大人になるとは、どのような基準であるかは曖昧な事柄である。
二十歳を超えたら、大人の仲間入りだと僕は考えていた。それまでは色んな夢を見て、あるいは探して、意志のむくまま行動することが許されるはずだと思っていた。
まだまだ遠い未来のことであり、影子はそれまで側にいてくれるはずだ、と。
しかし、影子にとって子供と大人の境界線とは、今がその瞬間なのかもしれない。
だから、再度僕に確認してきたのだろう。
大人になるとは、心の在り方であると、本の中で教わったこともある。女性は早くに大人の思考を身につけるとも学んだことがある。
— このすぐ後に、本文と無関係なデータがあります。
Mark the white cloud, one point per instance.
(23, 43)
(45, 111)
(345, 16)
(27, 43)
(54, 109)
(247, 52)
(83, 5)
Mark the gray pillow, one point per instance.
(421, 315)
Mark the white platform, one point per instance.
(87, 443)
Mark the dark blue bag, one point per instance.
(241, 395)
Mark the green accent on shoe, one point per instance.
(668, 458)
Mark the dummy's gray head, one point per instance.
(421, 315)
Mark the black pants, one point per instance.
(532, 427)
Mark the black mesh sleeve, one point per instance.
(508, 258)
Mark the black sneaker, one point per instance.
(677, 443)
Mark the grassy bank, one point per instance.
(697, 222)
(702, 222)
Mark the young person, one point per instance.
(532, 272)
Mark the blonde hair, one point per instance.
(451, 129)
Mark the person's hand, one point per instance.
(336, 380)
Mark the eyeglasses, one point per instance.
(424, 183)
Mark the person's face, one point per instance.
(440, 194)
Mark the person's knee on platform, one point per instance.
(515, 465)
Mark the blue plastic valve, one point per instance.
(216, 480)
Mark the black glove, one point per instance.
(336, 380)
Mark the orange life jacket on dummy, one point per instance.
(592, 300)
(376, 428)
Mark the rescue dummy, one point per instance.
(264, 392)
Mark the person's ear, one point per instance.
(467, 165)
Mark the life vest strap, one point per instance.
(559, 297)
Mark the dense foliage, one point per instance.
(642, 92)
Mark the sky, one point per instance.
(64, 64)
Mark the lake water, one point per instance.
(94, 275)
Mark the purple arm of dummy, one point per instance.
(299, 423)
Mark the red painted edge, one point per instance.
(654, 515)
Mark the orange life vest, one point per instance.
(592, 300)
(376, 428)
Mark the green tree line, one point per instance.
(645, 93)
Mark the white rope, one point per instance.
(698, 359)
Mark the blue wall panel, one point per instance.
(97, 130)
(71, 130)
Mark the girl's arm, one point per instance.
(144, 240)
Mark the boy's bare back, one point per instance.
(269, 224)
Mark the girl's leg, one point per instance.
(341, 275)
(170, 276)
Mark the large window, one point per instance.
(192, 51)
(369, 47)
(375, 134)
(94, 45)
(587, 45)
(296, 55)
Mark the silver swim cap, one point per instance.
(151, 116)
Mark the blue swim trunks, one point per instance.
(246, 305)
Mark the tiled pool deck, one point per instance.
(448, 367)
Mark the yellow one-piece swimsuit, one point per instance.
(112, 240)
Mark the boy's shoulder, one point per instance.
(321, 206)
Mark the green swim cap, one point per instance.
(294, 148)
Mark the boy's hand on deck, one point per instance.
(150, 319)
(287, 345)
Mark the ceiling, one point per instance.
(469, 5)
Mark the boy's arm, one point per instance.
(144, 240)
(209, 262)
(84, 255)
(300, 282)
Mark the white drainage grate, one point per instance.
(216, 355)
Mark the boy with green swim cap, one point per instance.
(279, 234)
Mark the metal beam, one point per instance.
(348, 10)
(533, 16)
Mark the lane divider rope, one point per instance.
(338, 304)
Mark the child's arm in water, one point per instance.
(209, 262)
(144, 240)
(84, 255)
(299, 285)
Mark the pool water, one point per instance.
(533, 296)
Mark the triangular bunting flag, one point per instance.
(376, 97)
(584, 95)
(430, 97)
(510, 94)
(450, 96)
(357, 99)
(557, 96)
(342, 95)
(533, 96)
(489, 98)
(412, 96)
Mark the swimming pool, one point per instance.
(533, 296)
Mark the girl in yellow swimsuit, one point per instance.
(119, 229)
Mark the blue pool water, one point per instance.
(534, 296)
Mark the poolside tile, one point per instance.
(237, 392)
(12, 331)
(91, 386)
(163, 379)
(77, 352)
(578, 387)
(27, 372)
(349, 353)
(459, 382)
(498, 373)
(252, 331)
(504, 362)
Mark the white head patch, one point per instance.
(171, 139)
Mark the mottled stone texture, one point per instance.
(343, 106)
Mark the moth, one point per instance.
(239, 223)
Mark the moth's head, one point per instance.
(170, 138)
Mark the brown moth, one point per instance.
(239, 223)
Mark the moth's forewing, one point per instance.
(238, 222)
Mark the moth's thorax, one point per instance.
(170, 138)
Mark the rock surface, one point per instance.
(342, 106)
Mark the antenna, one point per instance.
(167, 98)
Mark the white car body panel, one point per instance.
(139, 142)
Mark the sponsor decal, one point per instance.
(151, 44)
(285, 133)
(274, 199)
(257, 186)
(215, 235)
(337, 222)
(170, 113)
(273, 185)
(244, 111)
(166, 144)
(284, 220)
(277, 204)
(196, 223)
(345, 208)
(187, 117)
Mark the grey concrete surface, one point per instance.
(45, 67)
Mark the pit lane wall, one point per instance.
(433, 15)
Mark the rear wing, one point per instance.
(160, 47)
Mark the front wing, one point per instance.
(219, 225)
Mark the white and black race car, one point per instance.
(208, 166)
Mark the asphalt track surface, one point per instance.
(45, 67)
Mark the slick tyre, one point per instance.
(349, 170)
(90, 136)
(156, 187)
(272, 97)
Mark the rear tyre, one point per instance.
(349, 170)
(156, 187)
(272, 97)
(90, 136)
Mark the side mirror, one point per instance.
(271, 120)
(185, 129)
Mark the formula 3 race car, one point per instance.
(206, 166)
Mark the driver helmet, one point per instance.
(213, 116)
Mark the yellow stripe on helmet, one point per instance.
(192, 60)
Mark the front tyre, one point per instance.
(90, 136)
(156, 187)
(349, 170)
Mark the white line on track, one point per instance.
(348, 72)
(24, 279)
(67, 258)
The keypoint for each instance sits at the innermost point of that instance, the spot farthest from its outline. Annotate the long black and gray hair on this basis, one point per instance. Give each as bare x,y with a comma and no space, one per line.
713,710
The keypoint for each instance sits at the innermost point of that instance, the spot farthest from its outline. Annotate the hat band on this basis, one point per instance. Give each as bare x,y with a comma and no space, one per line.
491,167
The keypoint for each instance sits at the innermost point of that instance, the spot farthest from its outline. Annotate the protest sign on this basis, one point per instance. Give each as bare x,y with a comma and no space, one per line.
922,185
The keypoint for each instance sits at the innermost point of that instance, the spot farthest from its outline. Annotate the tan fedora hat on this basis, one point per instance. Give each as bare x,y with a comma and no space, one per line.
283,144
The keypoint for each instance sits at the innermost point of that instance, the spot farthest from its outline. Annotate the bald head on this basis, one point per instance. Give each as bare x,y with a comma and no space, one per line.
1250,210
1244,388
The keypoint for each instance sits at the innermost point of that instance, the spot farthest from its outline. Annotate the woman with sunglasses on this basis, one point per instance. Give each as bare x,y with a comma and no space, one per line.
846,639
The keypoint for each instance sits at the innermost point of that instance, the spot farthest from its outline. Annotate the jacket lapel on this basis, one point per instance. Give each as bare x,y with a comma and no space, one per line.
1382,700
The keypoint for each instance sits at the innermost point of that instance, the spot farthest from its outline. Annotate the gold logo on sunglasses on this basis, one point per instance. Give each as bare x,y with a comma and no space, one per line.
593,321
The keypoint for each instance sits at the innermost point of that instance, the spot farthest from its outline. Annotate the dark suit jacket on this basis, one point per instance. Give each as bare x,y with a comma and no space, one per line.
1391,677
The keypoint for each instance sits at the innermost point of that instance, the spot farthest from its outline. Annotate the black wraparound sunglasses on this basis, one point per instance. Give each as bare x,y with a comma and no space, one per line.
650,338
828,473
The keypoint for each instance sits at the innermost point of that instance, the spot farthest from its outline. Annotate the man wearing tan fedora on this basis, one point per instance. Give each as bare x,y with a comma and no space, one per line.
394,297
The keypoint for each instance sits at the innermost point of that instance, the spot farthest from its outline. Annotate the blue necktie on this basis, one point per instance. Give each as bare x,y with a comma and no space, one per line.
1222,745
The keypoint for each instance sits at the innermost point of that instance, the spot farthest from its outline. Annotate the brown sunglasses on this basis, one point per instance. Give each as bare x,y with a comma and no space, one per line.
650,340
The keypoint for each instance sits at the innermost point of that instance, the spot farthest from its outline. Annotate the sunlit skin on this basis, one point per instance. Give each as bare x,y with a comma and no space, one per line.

どの考えも正しく、大人が意味することは様々な解釈があるのだろう。
坂道を上りきり、身長が伸びて、中学校に入学する。影子にとっては、それが大人だということなのだろうか。
「影子は一体、何なんだ?」
本当は聞きたくなかった。
だけど、影子から一方的に説明を受けることだけは嫌だった。だから、その前に自分から聞き出したという大義名分を作りたかっただけである。
たぶん、これはただの強がりで、僕が情けないだけなのだろう。今もこうやって先送りにしてきた既成事実があるのだから。
三つ目の条件とは、いずれ影子のことは忘れなければならない、である。
影子は確かに存在しているが、影であることには変わりはない。掬えば隙間から零れるような脆さも感じることがあった。
このことを尋ねることは、何かしら致命的な亀裂を生じさせてしまうのではないかと、恐れていたのだろう。
『うん。私のことを教えてあげる』
影子は、初めて自分のことを語り明かす。
耳を塞いでしまいたかったが、身体は固まっているばかりで、何もできない。
ただただ、嫌な汗が背中をつたうのみだった。